Armitage led the Thunder with a hat trick and five points while Malawsky scored twice and had three points. Doughty (one goal, two assists), Brunsch (one goal, one assist and Stuart Phillips (two assists) all had multi-point games while Drew Andre, Declan Fitzpatrick and Ngyou had a goal apiece.
Brayden Wandler made 36 saves on 43 shots and the Thunder goaltender finished the four-game series with a .792 save percentage and a 9.26 goals against average. Nanaimo’s Justin Geddie finished with 50 saves as his team was outshot 60-43, including 23-13 in the third period.
The Timbermen entered game four averaging nearly 13 goals per game in the series with the duo of Ryan Sheridan (10 goals, four assists) and Jacob Dunbar (10 goals, two assists) leading the offensive attack with a combined 20 of their team’s goals.
But game four saw Sheridan (one goal, two assists) and Dunbar (two goals, one assist) held to three points apiece.
“Defence today, stood up, executed exactly what we asked them to do to a T … couldn’t ask them to do anything better back there,” said Thunder head coach Adam Smith.
The Timbermen – who were the second seed and had home-floor advantage in the series over the third-place Thunder – had staved off elimination the day before with a dramatic 14-13 double-overtime victory in Nanaimo.

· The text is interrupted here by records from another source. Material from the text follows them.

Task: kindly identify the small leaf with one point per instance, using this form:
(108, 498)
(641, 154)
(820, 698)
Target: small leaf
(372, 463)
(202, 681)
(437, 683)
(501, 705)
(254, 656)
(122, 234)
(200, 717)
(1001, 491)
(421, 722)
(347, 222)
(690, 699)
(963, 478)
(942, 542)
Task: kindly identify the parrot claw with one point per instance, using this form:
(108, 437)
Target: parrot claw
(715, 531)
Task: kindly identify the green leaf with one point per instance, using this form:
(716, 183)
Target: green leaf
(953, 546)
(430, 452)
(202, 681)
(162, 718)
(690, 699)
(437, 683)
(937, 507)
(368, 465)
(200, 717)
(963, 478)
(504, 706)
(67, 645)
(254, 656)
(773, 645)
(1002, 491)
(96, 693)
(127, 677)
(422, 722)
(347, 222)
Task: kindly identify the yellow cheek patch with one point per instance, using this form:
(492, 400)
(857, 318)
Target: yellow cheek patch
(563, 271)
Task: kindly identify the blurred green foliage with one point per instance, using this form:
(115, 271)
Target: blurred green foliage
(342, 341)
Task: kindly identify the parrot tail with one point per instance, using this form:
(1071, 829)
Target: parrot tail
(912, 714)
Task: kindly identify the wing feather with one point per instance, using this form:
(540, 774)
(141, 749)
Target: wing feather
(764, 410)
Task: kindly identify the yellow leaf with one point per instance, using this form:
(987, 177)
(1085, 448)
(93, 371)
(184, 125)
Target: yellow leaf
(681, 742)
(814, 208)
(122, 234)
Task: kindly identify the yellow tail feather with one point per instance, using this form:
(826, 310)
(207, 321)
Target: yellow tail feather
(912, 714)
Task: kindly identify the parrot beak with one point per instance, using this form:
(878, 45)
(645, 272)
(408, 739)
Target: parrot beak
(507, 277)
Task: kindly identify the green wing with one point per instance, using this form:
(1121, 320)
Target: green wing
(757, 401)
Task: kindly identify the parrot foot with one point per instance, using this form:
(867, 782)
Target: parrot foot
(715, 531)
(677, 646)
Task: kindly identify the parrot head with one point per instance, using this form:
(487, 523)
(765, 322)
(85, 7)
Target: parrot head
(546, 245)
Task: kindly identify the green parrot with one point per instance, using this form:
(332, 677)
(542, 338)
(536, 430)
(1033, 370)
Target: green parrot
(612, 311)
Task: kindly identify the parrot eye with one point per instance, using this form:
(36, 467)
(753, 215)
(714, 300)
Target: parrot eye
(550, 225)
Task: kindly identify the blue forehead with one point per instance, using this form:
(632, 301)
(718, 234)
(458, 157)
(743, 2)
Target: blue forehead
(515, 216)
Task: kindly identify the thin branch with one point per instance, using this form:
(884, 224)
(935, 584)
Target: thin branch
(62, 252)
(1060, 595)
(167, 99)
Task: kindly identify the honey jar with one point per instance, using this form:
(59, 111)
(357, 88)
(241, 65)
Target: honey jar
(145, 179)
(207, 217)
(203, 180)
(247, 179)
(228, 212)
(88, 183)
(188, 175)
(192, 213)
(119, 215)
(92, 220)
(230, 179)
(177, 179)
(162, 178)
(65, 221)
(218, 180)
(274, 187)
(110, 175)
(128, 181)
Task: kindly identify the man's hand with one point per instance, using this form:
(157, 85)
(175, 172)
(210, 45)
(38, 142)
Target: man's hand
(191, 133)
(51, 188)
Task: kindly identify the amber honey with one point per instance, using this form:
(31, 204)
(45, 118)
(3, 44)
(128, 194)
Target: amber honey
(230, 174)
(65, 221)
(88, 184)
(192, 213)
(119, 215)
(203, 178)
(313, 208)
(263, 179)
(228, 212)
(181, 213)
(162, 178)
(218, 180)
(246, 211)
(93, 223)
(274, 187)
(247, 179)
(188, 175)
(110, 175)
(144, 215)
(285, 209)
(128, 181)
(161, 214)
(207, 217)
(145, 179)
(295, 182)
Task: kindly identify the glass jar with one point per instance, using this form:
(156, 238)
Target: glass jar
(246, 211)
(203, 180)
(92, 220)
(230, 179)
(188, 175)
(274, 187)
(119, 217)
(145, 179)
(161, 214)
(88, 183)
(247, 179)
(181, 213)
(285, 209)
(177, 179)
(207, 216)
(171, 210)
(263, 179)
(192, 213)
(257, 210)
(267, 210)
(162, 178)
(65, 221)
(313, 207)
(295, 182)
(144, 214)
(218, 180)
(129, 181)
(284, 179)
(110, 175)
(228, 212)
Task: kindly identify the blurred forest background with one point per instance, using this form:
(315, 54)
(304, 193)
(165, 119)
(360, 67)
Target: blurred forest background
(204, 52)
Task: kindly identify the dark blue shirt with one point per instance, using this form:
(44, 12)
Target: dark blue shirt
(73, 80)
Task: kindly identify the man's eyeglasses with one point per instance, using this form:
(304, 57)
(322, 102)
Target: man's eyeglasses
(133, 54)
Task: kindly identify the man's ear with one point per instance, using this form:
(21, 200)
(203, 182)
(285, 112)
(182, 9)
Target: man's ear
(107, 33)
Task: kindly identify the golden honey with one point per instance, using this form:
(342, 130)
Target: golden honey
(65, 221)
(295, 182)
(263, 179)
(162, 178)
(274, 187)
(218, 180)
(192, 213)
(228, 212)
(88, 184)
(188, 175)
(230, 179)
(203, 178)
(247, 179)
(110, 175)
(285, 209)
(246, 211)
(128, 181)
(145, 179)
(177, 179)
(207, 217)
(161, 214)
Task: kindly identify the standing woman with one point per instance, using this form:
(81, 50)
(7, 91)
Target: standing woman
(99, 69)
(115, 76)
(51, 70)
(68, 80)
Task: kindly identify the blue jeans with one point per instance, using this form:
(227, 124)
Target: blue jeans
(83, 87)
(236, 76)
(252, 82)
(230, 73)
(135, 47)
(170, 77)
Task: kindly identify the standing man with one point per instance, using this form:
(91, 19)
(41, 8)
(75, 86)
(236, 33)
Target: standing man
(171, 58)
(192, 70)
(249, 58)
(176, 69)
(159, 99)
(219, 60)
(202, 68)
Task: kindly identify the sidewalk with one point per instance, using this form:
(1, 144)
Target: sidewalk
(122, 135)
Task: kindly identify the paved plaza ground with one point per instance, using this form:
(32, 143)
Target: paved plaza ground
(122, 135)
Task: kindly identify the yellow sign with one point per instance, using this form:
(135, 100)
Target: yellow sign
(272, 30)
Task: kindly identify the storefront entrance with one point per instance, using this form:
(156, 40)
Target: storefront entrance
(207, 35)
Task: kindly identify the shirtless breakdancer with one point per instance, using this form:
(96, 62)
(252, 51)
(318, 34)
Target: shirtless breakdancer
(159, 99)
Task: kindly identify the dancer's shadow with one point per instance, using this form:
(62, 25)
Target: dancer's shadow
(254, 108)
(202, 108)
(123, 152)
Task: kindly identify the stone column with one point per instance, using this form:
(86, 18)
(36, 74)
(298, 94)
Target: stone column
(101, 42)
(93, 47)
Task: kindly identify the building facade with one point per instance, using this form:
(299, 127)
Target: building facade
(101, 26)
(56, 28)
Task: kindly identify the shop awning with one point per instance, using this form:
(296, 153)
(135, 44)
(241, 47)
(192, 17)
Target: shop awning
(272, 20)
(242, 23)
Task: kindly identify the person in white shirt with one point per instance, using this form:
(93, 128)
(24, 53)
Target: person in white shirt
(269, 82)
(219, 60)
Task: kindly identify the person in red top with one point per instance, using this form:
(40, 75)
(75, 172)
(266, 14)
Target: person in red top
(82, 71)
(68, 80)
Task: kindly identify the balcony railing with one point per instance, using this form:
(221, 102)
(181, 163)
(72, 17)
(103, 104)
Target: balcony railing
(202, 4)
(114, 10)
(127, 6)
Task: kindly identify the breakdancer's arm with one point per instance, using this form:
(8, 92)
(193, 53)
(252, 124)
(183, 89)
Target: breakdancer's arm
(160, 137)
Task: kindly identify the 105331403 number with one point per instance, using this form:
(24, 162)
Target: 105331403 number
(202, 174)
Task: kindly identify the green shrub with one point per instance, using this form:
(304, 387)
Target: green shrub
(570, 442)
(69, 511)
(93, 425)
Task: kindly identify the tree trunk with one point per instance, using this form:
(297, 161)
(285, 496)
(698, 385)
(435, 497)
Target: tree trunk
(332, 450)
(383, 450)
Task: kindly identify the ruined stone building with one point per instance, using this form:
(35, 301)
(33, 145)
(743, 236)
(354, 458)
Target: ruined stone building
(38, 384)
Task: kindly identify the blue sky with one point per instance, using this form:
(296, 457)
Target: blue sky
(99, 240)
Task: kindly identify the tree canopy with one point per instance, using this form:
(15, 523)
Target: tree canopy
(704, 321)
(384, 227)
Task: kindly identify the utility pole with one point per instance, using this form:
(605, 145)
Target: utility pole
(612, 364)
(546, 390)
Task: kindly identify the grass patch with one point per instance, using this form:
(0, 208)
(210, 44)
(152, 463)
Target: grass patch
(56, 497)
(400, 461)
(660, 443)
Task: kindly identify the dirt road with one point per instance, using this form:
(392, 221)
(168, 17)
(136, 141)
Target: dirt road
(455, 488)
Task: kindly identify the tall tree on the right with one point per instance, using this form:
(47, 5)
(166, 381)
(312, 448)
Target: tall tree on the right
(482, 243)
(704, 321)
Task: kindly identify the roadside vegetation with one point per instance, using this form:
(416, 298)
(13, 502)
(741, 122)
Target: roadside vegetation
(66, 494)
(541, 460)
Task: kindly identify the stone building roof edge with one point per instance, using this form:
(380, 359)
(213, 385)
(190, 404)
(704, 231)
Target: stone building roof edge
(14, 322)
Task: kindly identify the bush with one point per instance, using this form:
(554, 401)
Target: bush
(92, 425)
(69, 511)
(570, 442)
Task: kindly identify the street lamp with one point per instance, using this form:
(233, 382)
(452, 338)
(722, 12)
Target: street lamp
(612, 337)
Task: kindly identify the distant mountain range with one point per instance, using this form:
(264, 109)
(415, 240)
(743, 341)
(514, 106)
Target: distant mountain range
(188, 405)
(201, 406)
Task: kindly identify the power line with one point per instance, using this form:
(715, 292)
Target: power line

Langley led by two goals with less than six minutes to play but the Timbermen scored twice on the power play to force a 10-minute overtime period. Nanaimo when ahead 13-11 in the extra frame before Langley rallied back to tie the score at 13, forcing a sudden-death period with Dunbar striking for the decisive goal.
“It was disappointing, but we fought hard, double overtime and it just didn’t go our way,” said Langley captain Matt Abbott about the team’s mindset following the game three defeat.
“Today we came out and didn’t need to change much; it was just little details and outwork them: that was the name of the game today,” he said. “We knew we just needed to do the exact same thing: lock in on their guys and keep playing our game because what we were doing was working but just didn’t go our way on Saturday.”